Bisogna però sottolineare, e questo è un fatto abbastanza noto, che nel 2018 c’è stata una riduzione fortissima degli sbarchi e nei primi mesi di quest’anno stanno continuando a mantenersi su livelli bassi. Una caratteristica del nostro Paese in fatto di immigrazione, che oggi si sta ripresentando fortemente, è di avere sul proprio territorio un insieme di richiedenti asilo piuttosto limitato, a differenza di altri Stati europei dove invece la quota dei richiedenti asilo è sempre quella più alta.

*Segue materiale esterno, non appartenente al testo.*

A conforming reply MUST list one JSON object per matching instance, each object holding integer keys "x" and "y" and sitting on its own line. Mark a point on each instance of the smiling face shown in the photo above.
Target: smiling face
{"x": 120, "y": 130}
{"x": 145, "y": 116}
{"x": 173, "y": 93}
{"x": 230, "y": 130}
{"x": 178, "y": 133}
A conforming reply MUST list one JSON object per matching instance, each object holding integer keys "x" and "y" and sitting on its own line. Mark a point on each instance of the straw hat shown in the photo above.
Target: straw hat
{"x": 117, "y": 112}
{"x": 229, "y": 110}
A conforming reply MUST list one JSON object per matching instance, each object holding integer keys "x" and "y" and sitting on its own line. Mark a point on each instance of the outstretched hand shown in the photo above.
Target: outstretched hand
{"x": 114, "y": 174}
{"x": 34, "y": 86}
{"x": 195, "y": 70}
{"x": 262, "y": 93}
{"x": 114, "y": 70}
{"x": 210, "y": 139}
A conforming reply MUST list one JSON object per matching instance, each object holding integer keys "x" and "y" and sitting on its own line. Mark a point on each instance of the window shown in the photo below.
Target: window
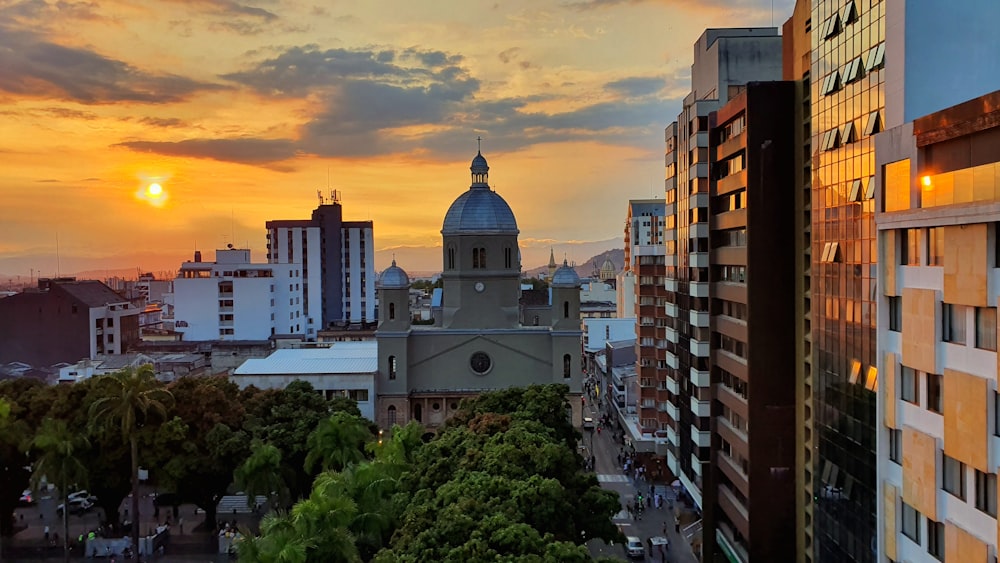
{"x": 935, "y": 246}
{"x": 986, "y": 328}
{"x": 896, "y": 446}
{"x": 986, "y": 492}
{"x": 909, "y": 390}
{"x": 934, "y": 393}
{"x": 935, "y": 539}
{"x": 911, "y": 523}
{"x": 953, "y": 318}
{"x": 896, "y": 314}
{"x": 953, "y": 479}
{"x": 479, "y": 258}
{"x": 910, "y": 251}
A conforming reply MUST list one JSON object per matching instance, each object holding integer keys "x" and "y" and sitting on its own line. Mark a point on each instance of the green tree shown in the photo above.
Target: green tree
{"x": 337, "y": 442}
{"x": 59, "y": 462}
{"x": 131, "y": 399}
{"x": 262, "y": 474}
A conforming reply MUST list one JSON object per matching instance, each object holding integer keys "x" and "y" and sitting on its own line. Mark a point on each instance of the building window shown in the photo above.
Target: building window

In senso assoluto si tende a pensare che ci sia un’invasione dall’Africa, ma la realtà è molto diversa. La quota di stranieri in Italia indica che la stragrande maggioranza di essi proviene dai Paesi dell’Est Europa, infatti la prima cittadinanza fra gli stranieri è quella rumena. Dopo la Romania, gli altri due principali Stati di provenienza sono l’Albania e il Marocco. La quota dei cittadini africani presenti sul suolo italiano è circa un quinto della popolazione straniera nel complesso e, in generale, tra i primi Paesi di arrivi, quelli africani sono pochissimo rappresentati.
Negli ultimi anni il grosso degli arrivi è giunto appunto dall’Est Europa. Se però si guarda agli sbarchi, allora questi partono principalmente da Paesi africani. Il punto centrale è che coloro che arrivano in Italia attraversando il Mar Mediterraneo sono migranti forzati, quindi legati a motivi umanitari; mentre la gran parte della migrazione verso l’Italia è, ed è stata anche in passato, una migrazione di tipo economico, quindi una migrazione volontaria.
In campo migratorio è difficile fare previsioni: il fenomeno demografico è sicuramente il più difficile da prevedere. Ci sono tuttavia alcuni elementi con cui tentare alcune ipotesi per il futuro.
Ad oggi il grosso degli arrivi dai Paesi dell’Est Europa è fortemente diminuito. Dai Paesi Africani c’è una possibile pressione migratoria, soprattutto perché il continente ha una demografia particolarmente giovane e soprattutto perché molti Paesi stanno attraversando una fase di sviluppo economico.
Sul fenomeno migratorio si tende spesso a pensare che la principale motivazione che spinge le persone a spostarsi sia la povertà, pensando dunque che il numero maggiore di immigrati arrivi dai Paesi più poveri. La realtà però è che la migrazione si avvia quando c’è già uno sviluppo economico; i Paesi più poveri non hanno infatti flussi migratori in uscita. L’emigrazione si verifica quando nei territori poveri si avvia un certo sviluppo economico, quando nasce la necessità di finanziare anche le attività locali.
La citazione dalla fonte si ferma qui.